– Правильно, – согласился Манмут.

– Не совсем, – поправил его иониец. – Помните, речь о конструкции пятьдесят девятого года. Так что кидать нужно не четвертак, а десять центов.

И краб раскатисто рассмеялся, пока серебристые банки на конвейерных лентах не задребезжали ему в унисон.

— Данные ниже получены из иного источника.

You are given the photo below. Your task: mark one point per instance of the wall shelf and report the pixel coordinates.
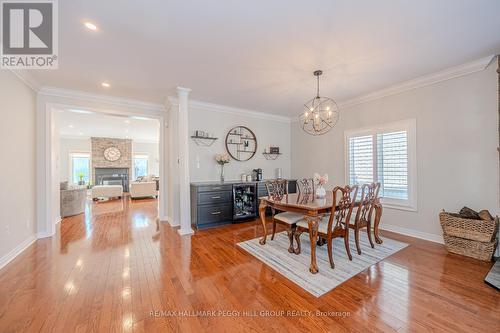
(203, 141)
(271, 156)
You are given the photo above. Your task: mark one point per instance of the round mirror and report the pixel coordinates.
(241, 143)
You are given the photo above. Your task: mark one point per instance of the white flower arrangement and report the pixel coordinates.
(222, 158)
(320, 180)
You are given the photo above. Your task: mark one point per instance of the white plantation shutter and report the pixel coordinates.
(392, 164)
(361, 159)
(385, 154)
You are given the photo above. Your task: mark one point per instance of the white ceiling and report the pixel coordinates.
(260, 55)
(84, 125)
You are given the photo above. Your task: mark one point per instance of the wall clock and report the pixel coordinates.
(112, 154)
(241, 143)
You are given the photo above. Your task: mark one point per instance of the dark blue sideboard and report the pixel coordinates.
(212, 202)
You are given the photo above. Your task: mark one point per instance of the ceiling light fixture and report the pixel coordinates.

Шершень уже летел навстречу медленно растущему диску Марса, когда схолиаст промолвил, обращаясь к единственному соседу, маленькому европейцу:

– Забыл спросить… Оно как-нибудь называется, ваше судно?

– Да, – ответил Манмут. – Кое-кто решил, что имя ему не помешает. Сначала хотели окрестить «Орионом»…

– Почему? – полюбопытствовал мужчина, следя через иллюминатор, как за кормой стремительно исчезает Фобос вместе с кратером Стикни и гигантской космической посудиной.

– Так именовался проект корабля на бомбовом ходу, созданный земными учеными в середине двадцатого столетия. Однако в конце концов первичный интегратор и начальник над всей экспедицией принял вариант, который предложили мы с Орфу.

– И какой же? – Хокенберри плотнее вжался в силовое кресло: летательный аппарат с ревом и шипением ввинчивался в марсианскую атмосферу.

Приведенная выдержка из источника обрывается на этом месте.